In Germany, among witches and other occultists Walburgisnacht, or Walburgis Night, is one of the greatest sabbats celebrating fertility. Walburgisnacht is synonymous with Beltane or May Eve since it is celebrated on April 30 . Walburgisnacht became associated with St. Walburga, a nun of the Benedictine Order in Wimbourne, England. In Germany, in 751 she entered a double monastery founded by her brothers according to Anglo-Saxon methods. Upon their deaths she became the abbess. She favored the education of German women. She died in Heidenheim on February 25, 777. Between 870 and 879 her remains were taken to the convent of Eichstatt, which later was named St. Walburga. Her veneration far exceeded the territory in which she lived and served, this was because she always cared for the hungry and victims of the plague. Her relics were sent to Monheim (Bavaria), and Furness, which became a center of her cult in Flanders, and to northern France. By the 9th century "Walburga's oil" was already a sacramental, said capable of miraculous cures. The oil, that is deposited on a stone slab by her relics, still flows yearly from October 12 to February 25, and is collected in small bottles and sent for healings to various parts of the world. Her feast day is May 1.
During the Middle Ages Walburgisnacht was thought to be the night of witch revelry throughout Germany, the Low Countries and Scandinavia. This was the one night when witches supposedly mounted their brooms and flew to mountaintops where they carried on wild feasting, dancing, and copulation with the Devil and his demons. Montague Summers observed in The History of Witchcraft and Demonology (1926) "There was not a hill-top in Finland, so the peasant believed, which at midnight on the last day of April was not thronged by demons and sorcerers."

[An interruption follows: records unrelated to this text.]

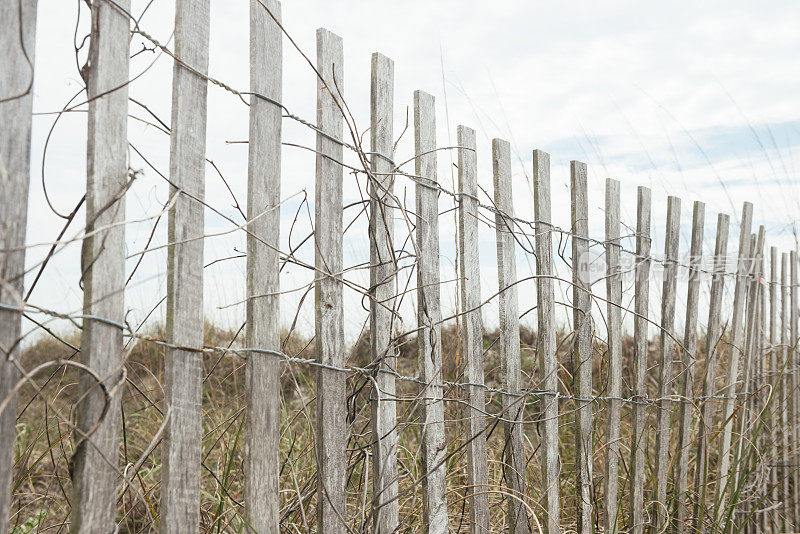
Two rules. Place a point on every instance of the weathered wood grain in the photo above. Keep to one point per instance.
(614, 356)
(687, 373)
(332, 431)
(95, 471)
(262, 382)
(548, 361)
(794, 362)
(785, 391)
(735, 352)
(180, 492)
(514, 461)
(17, 40)
(775, 368)
(429, 316)
(472, 332)
(666, 358)
(640, 328)
(383, 269)
(713, 351)
(746, 413)
(582, 346)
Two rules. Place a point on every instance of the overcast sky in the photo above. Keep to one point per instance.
(693, 99)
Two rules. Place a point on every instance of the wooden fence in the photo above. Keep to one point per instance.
(584, 444)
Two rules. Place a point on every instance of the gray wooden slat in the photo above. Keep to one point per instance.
(614, 357)
(332, 431)
(472, 332)
(17, 40)
(640, 327)
(582, 346)
(687, 374)
(262, 381)
(746, 414)
(513, 406)
(713, 351)
(775, 400)
(382, 292)
(95, 472)
(785, 391)
(666, 358)
(180, 492)
(735, 350)
(551, 462)
(794, 362)
(429, 316)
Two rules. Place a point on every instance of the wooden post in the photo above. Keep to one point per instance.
(786, 364)
(743, 443)
(551, 462)
(687, 375)
(263, 388)
(582, 346)
(472, 332)
(331, 439)
(640, 327)
(429, 315)
(734, 354)
(614, 312)
(382, 291)
(775, 367)
(17, 40)
(713, 350)
(95, 471)
(514, 461)
(663, 403)
(180, 493)
(794, 361)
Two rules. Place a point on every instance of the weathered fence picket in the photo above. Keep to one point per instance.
(548, 361)
(785, 392)
(582, 346)
(713, 350)
(774, 380)
(180, 493)
(382, 289)
(687, 373)
(614, 322)
(514, 460)
(735, 350)
(794, 403)
(429, 315)
(332, 433)
(640, 330)
(472, 332)
(95, 471)
(262, 330)
(17, 40)
(666, 358)
(745, 414)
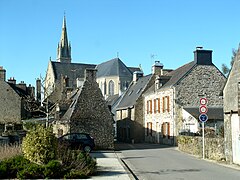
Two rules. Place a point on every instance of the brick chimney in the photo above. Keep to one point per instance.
(38, 86)
(2, 74)
(90, 75)
(202, 57)
(12, 80)
(137, 75)
(157, 68)
(22, 86)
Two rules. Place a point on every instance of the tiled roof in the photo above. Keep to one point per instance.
(114, 67)
(133, 92)
(72, 70)
(214, 113)
(178, 74)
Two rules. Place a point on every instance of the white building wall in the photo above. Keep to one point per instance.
(189, 122)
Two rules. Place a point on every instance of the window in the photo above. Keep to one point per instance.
(149, 129)
(166, 130)
(155, 105)
(158, 105)
(111, 88)
(166, 104)
(150, 106)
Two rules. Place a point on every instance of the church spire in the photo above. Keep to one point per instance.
(64, 47)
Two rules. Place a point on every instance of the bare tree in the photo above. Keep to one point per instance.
(225, 68)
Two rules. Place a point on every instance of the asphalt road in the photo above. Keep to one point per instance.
(156, 162)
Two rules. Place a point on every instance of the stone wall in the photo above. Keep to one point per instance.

This was thought to be especially true on the Broken, in Germany, a dominant peak in the Harz Mountains, which was an infamous site for witch sabbats. The Harz Mountain range is located in a wild region of northern Germany, a suitable setting for witch sabbats, or so believed the local residents in the 18th century.
It is mysterious that a festival that became associated with diabolical activities would bear the name of a gentle woman of exceptional holiness. Although many modern Witches and pagans observe this holiday, they attach no diabolic activities to it.